Several analysts have asserted that the drones were likely Iranian, not Israeli.

Despite Hezbollah’s claims that the damaged structure was an office building, the British Times newspaper cited western intelligence officials as saying that the building contained a high-end “industrial planetary mixer” for mixing high-grade solid propellant to turn standard projectiles into precision missiles.

In a speech at the United Nations General Assembly last September, Prime Minister Benjamin Netanyahu warned that Hezbollah was upgrading its missile system. After Netanyahu provided geographic coordinates for the missile production factories, the terror group was said to have moved them elsewhere.

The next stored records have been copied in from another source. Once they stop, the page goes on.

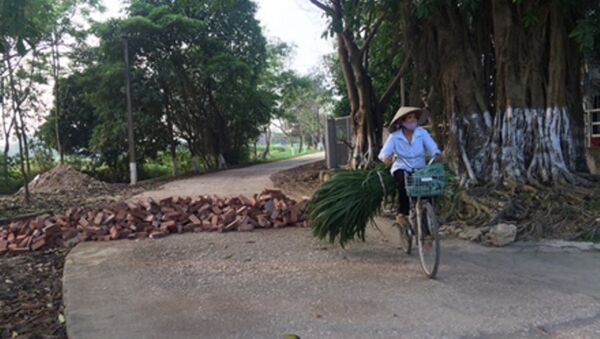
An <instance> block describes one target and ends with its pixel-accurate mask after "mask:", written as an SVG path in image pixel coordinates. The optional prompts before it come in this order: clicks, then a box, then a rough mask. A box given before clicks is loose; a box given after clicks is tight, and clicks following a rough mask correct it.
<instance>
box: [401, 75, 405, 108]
mask: <svg viewBox="0 0 600 339" xmlns="http://www.w3.org/2000/svg"><path fill="white" fill-rule="evenodd" d="M405 95H406V94H405V93H404V77H402V78H400V106H404V105H406V97H405Z"/></svg>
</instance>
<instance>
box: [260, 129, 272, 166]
mask: <svg viewBox="0 0 600 339" xmlns="http://www.w3.org/2000/svg"><path fill="white" fill-rule="evenodd" d="M265 144H266V147H265V151H264V152H263V154H262V158H263V159H265V160H266V159H267V156H268V155H269V152H270V151H271V128H270V127H269V125H267V126H265Z"/></svg>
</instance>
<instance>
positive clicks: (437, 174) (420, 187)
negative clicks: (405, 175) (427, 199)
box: [406, 163, 446, 197]
mask: <svg viewBox="0 0 600 339" xmlns="http://www.w3.org/2000/svg"><path fill="white" fill-rule="evenodd" d="M445 187H446V170H445V169H444V165H442V164H440V163H434V164H431V165H428V166H426V167H424V168H422V169H419V170H416V171H414V172H413V173H412V174H410V175H409V176H408V178H407V179H406V192H407V194H408V195H409V196H411V197H424V196H425V197H432V196H438V195H442V194H444V188H445Z"/></svg>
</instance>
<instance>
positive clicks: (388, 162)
mask: <svg viewBox="0 0 600 339" xmlns="http://www.w3.org/2000/svg"><path fill="white" fill-rule="evenodd" d="M378 158H379V160H381V161H383V163H384V164H385V165H386V166H390V165H391V164H392V163H393V162H394V140H393V139H392V135H391V134H390V135H389V136H388V138H387V140H386V141H385V144H383V147H382V148H381V151H380V152H379V156H378Z"/></svg>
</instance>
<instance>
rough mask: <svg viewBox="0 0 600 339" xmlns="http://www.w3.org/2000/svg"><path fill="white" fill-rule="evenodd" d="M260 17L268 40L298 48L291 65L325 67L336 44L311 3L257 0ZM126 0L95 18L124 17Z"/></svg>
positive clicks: (266, 36) (111, 5) (316, 67)
mask: <svg viewBox="0 0 600 339" xmlns="http://www.w3.org/2000/svg"><path fill="white" fill-rule="evenodd" d="M253 1H254V2H255V3H256V4H257V6H258V11H257V15H256V16H257V18H258V20H259V21H260V23H261V26H262V27H263V30H264V31H263V32H264V34H265V36H266V37H267V38H268V39H271V40H273V38H275V39H279V40H281V41H284V42H287V43H289V44H293V45H294V46H295V49H294V53H293V55H292V60H291V62H290V64H289V66H290V67H291V68H292V69H294V70H296V71H298V72H299V73H301V74H308V73H310V71H311V70H312V69H314V68H317V67H319V66H320V65H321V62H322V59H323V56H324V55H326V54H329V53H331V52H333V44H332V41H331V40H330V39H329V40H325V39H323V38H321V35H322V34H323V32H324V31H325V29H326V28H327V21H326V19H325V18H323V16H322V14H321V13H322V12H321V10H319V9H318V8H316V7H315V6H314V5H312V4H311V3H310V2H309V1H308V0H253ZM123 3H124V2H123V1H121V0H104V6H105V7H106V11H105V12H104V13H102V14H97V15H95V16H94V19H96V20H99V19H106V18H109V17H114V16H119V15H120V14H122V8H123Z"/></svg>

The images published in the Times show that the planetary mixer’s control box was completely destroyed. According to Channel 13 news, without this component, long-range solid fuel missiles cannot be produced, effectively delaying Hezbollah’s project for at least a year.

On Monday, Nasrallah issued a warning from his Beirut hideout that Israel had better “get ready” for a reprisal.

Prime Minister Benjamin Netanyahu in response warned Hezbollah terror chief Hassan Nasrallah to “calm down.”

“I heard what Nasrallah said. I suggest he calm down. He knows well that Israel knows how to defend itself and to pay back its enemies,” Netanyahu said during a ceremony in Jerusalem.

Lebanese President Michel Aoun said the Israeli strikes were tantamount “to a declaration of war which allows us to resort to our right to defending [sic] our sovereignty,” the Reuters news agency reported.